Malik spoke to me about a man who wrote a kitaba for his slave for gold or silver and stipulated against him in his kitaba a journey, service, sacrifice or similar, which he specified by its name, and then the mukatab was able to pay all his instalments before the end of the term.
He said, "If he pays all his instalments and he is set free and his inviolability as a free man is complete, but he still has this condition to fulfil, the condition is examined, and whatever involves his person in it, like service or a journey etc., is removed from him and his master has nothing in it. Whatever there is of sacrifice, clothing, or anything that he must pay, that is in the position of dinars and dirhams, and is valued and he pays it along with his instalments, and he is not free until he has paid that along with his instalments."
Malik said, "The generally agreed-on way of doing things among us about which there is no dispute, is that a mukatab is in the same position as a slave whom his master will free after a service of ten years. If the master who will free him dies before ten years, what remains of his service goes to his heirs and his wala' goes to the one who contracted to free him and to his male children or paternal relations."

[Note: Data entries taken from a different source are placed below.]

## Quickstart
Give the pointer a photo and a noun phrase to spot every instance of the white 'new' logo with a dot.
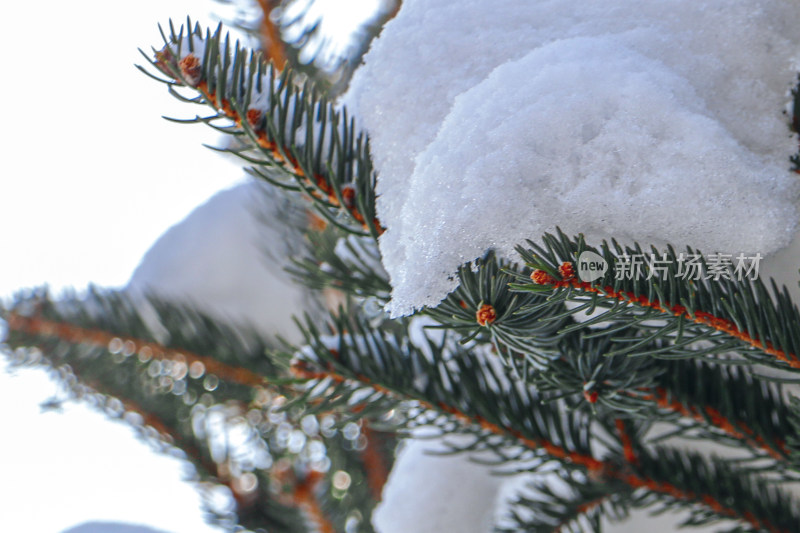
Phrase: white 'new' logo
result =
(591, 266)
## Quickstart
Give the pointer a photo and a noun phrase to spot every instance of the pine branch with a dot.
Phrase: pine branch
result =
(730, 314)
(181, 393)
(466, 395)
(295, 138)
(343, 262)
(577, 508)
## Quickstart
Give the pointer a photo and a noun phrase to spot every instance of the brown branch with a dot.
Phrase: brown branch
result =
(597, 468)
(96, 337)
(541, 277)
(305, 499)
(627, 442)
(711, 415)
(190, 69)
(374, 465)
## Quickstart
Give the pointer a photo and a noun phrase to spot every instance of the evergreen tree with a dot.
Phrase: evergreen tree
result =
(507, 368)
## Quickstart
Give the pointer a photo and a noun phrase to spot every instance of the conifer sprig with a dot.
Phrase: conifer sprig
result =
(191, 394)
(356, 366)
(293, 136)
(729, 314)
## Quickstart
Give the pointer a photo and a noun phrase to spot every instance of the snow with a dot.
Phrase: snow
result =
(227, 258)
(430, 493)
(597, 117)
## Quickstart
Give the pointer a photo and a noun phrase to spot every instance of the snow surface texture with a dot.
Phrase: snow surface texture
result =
(223, 259)
(657, 121)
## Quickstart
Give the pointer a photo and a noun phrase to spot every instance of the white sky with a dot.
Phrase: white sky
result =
(91, 176)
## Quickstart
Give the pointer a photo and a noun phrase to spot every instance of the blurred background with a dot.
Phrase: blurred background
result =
(92, 175)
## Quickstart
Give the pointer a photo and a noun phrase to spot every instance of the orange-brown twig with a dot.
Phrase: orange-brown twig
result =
(95, 337)
(699, 317)
(307, 501)
(596, 467)
(374, 465)
(740, 431)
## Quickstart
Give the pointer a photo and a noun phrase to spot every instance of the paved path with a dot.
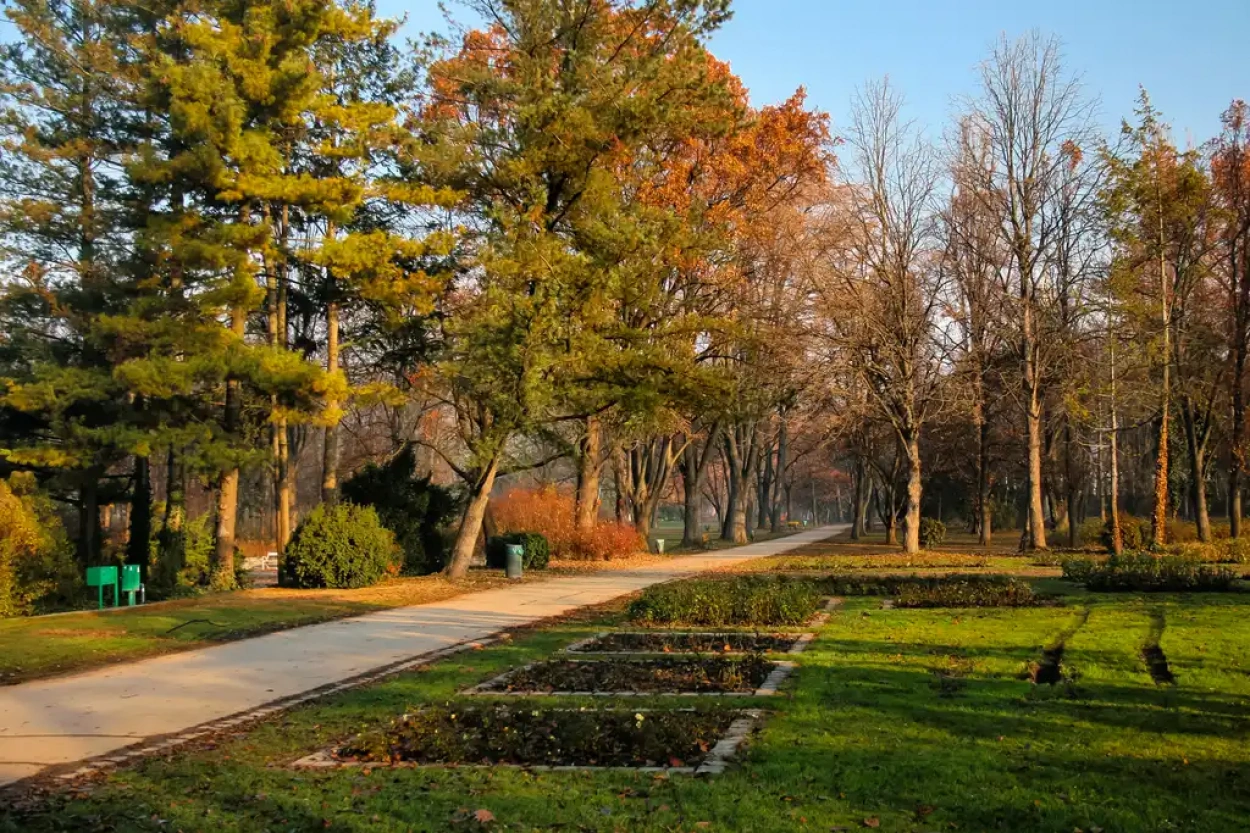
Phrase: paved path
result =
(66, 719)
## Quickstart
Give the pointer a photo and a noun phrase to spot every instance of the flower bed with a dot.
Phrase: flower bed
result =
(660, 642)
(960, 590)
(1146, 573)
(740, 600)
(751, 674)
(689, 739)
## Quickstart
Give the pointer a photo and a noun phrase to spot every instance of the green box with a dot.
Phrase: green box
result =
(100, 578)
(131, 579)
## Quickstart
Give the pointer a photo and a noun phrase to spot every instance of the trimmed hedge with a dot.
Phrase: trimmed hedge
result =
(744, 600)
(409, 505)
(959, 590)
(536, 550)
(340, 545)
(1223, 550)
(1146, 573)
(1134, 533)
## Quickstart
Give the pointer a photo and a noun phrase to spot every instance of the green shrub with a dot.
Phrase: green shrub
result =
(535, 548)
(1148, 573)
(741, 600)
(38, 572)
(409, 505)
(1226, 550)
(340, 545)
(956, 590)
(1134, 533)
(933, 532)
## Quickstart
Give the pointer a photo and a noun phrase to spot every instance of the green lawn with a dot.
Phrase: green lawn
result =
(905, 721)
(36, 647)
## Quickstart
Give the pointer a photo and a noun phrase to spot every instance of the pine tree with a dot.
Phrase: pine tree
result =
(65, 123)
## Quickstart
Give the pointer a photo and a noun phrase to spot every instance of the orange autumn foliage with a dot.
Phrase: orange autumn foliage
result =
(550, 512)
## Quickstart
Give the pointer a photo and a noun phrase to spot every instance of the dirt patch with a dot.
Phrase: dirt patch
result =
(1050, 669)
(1154, 657)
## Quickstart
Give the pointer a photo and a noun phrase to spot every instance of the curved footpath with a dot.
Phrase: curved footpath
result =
(58, 722)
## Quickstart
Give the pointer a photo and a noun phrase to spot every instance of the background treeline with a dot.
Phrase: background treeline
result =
(251, 248)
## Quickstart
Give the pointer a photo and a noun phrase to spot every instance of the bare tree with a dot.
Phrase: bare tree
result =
(975, 259)
(885, 288)
(1033, 113)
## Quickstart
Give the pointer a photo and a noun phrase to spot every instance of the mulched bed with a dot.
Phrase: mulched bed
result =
(688, 643)
(954, 590)
(524, 736)
(660, 676)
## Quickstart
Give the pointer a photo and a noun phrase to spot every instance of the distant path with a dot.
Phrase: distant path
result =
(63, 721)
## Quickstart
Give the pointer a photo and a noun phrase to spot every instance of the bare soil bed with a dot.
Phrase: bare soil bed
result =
(688, 643)
(660, 676)
(524, 736)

Malik spoke about a man who stipulated against his mukatab that he could not travel, marry, or leave his land without his permission, and that if he did so without his permission it was in his power to cancel the kitaba. He said, "If the mukatab does any of these things it is not in the man's power to cancel the kitaba. Let the master put that before the Sultan. The mukatab, however, should not marry, travel, or leave the land of his master without his permission, whether or not he stipulates that. That is because the man may write a kitaba for his slave for 100 dinars and the slave may have 1000 dinars or more than that. He goes off and marries a woman and pays her bride-price which sweeps away his money and then he cannot pay. He reverts to his master as a slave who has no property. Or else he may travel and his instalments fall due while he is away. He cannot do that and kitaba is not to be based on that. That is in the hand of his master. If he wishes, he gives him permission in that. If he wishes, he refuses it."